We also picked some early-arriving botrytis fruit, a practice that’s becoming more common for us. While we’re picking the “regular” healthy fruit (for Kabinett, Spätlese or Auslese), we select out the botrytis-affected fruit. Depending on the amount of botrytis, and the resulting must weight, these grapes can become Gold Capsule Auslese (about 50 percent botrytis-affected) or Beerenauslese (100 percent botrytis, partially shriveled). The wines from these early-picked botrytis grapes have very bright fruit and a brilliant acidity that keeps them nimble and delicate, despite their high must weights. We’ve come to really like this style and we enjoy the contrast it provides to the heavier, more honeyed botrytis wines that are picked later in the season.
The harvest continued through October with good amounts of Spätlese and Auslese, but an overall yield that was about 20 percent below average. We also selected a small amount of Beerenauslese and Trockenbeerenauslese (100 percent botrytis, fully shriveled) toward the end of the harvest. As is usual for us, we left out a few parcels for the possibility of Eiswein and were rewarded with two good days of freezing weather on December 17 (–10° Celsius) and 18 (–12° Celsius).

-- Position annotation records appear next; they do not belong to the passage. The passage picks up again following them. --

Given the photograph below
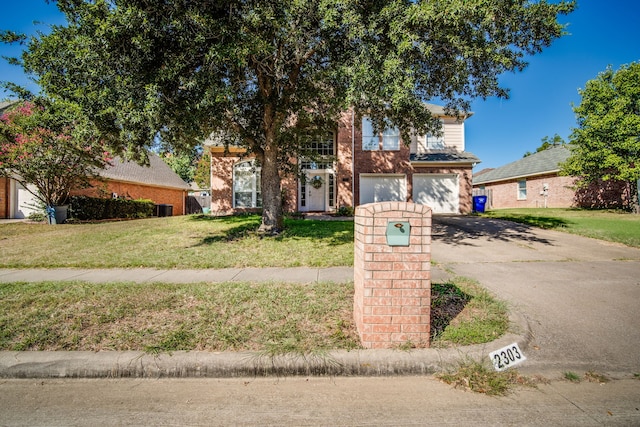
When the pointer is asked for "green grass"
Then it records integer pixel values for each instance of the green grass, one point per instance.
(196, 241)
(265, 317)
(271, 318)
(613, 226)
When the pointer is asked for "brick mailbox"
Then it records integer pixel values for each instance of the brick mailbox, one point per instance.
(392, 274)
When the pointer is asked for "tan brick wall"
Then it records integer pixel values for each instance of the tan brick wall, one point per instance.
(383, 162)
(344, 167)
(392, 300)
(159, 195)
(560, 194)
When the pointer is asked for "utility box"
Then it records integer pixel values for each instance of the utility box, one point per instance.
(398, 233)
(164, 210)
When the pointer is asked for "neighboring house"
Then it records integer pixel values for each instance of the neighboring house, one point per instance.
(156, 182)
(533, 181)
(356, 166)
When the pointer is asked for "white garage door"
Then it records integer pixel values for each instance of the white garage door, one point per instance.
(441, 192)
(382, 188)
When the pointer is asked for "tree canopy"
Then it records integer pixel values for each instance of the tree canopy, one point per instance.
(606, 143)
(270, 73)
(547, 142)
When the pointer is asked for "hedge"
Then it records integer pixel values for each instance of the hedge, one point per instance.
(91, 208)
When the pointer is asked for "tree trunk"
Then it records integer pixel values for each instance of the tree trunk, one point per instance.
(272, 215)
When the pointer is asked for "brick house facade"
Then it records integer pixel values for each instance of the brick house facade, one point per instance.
(531, 182)
(356, 167)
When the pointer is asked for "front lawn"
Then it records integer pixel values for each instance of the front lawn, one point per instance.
(613, 226)
(268, 318)
(196, 241)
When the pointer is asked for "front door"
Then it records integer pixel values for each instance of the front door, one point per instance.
(313, 192)
(316, 189)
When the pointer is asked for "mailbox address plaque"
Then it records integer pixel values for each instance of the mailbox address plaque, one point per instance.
(398, 233)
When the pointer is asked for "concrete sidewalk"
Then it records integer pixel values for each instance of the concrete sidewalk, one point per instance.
(142, 275)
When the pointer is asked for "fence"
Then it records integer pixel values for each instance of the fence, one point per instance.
(196, 203)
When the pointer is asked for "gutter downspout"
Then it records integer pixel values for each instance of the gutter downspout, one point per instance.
(353, 158)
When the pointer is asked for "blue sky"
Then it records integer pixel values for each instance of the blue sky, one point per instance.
(602, 33)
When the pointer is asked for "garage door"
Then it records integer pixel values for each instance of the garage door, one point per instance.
(382, 188)
(441, 192)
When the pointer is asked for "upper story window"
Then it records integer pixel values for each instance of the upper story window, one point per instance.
(522, 189)
(323, 145)
(433, 142)
(388, 140)
(322, 149)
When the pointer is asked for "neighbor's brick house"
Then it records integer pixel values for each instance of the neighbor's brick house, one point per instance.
(156, 182)
(531, 182)
(357, 167)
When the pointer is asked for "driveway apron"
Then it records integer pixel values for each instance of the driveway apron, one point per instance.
(579, 295)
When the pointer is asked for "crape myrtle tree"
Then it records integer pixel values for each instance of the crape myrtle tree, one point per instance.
(51, 148)
(270, 74)
(606, 143)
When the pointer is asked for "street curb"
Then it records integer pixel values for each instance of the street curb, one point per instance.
(198, 364)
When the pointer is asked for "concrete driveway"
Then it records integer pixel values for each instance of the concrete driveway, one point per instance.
(580, 296)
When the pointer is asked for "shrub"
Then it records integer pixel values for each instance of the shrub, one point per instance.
(91, 208)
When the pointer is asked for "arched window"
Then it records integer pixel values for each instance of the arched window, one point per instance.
(246, 185)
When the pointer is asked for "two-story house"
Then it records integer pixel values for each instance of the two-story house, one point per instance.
(354, 166)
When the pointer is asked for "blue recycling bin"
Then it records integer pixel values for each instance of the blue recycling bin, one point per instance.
(479, 203)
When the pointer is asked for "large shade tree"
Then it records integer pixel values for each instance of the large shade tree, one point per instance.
(606, 143)
(266, 74)
(50, 148)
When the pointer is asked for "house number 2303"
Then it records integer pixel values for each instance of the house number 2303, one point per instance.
(507, 357)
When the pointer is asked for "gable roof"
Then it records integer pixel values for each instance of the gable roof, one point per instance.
(542, 162)
(444, 156)
(158, 173)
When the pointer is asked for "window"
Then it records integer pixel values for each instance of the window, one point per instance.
(322, 145)
(323, 151)
(390, 138)
(246, 185)
(433, 142)
(522, 189)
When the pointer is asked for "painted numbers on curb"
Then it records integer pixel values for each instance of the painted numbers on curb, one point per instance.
(507, 357)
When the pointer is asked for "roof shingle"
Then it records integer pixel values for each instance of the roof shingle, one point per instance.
(538, 163)
(158, 173)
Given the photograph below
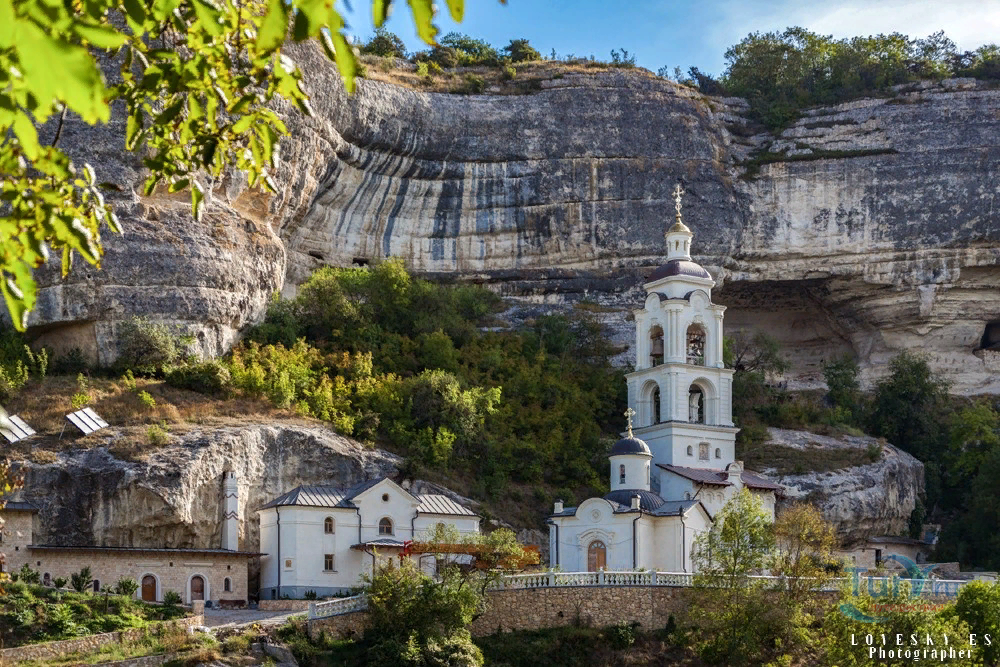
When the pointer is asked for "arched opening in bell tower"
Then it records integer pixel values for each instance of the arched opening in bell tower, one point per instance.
(696, 405)
(696, 345)
(656, 346)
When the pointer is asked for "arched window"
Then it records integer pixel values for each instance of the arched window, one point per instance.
(656, 346)
(696, 405)
(696, 345)
(597, 556)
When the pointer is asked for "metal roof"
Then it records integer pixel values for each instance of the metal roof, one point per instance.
(720, 477)
(58, 547)
(19, 506)
(675, 507)
(329, 496)
(701, 475)
(433, 503)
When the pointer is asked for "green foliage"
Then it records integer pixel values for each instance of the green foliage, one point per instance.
(82, 581)
(470, 51)
(385, 44)
(147, 347)
(978, 606)
(207, 377)
(622, 635)
(521, 51)
(899, 614)
(197, 80)
(782, 73)
(842, 382)
(401, 360)
(416, 620)
(27, 575)
(158, 434)
(126, 586)
(147, 400)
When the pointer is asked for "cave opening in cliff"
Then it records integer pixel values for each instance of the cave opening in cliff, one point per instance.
(991, 336)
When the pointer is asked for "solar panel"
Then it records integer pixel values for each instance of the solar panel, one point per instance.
(15, 429)
(86, 420)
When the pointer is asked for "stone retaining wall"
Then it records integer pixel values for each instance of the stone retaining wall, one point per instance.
(50, 650)
(533, 608)
(284, 605)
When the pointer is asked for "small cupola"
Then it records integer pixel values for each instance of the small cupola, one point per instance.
(678, 236)
(630, 460)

Overall, the quality of the vintage is superb. The physiological development of the grapes during the ripening period (late August through October) followed a curve that was very similar to the great 1989 vintage. Excellent hang time (up to 135 days) gave us good flavor development, density of fruit and a fine acid balance. As is often the case in the best vintages, there is a high proportion of “ripe” tartaric acidity in relation to the “green” malic acidity. The result is a range of luscious, flavorful wines — at all Prädikat levels — that very clearly express their individual terroirs. It’s going to be a very good vintage to taste the subtle differences in flavor and texture between the neighboring blue slate vineyards of Bernkastel, Graach and Wehlen, as well as the more obvious differences with the red slate of Erden and the red volcanic soil of Ürzig.

The unpredictable “new normal” weather of 2009 made it a very challenging harvest. Usually, it doesn’t matter so much what happens earlier in the growing season, as long as the weather is cooperative during the harvest. But this year you couldn’t sit back and ignore the warm, humid weather of spring and summer. You had to act decisively to protect your vines. And that made it a rather expensive harvest, too, because all of the work in these steep Mosel vineyards has to be done by hand. But the wines are turning out beautifully, so we’re quite happy that we put in the extra effort.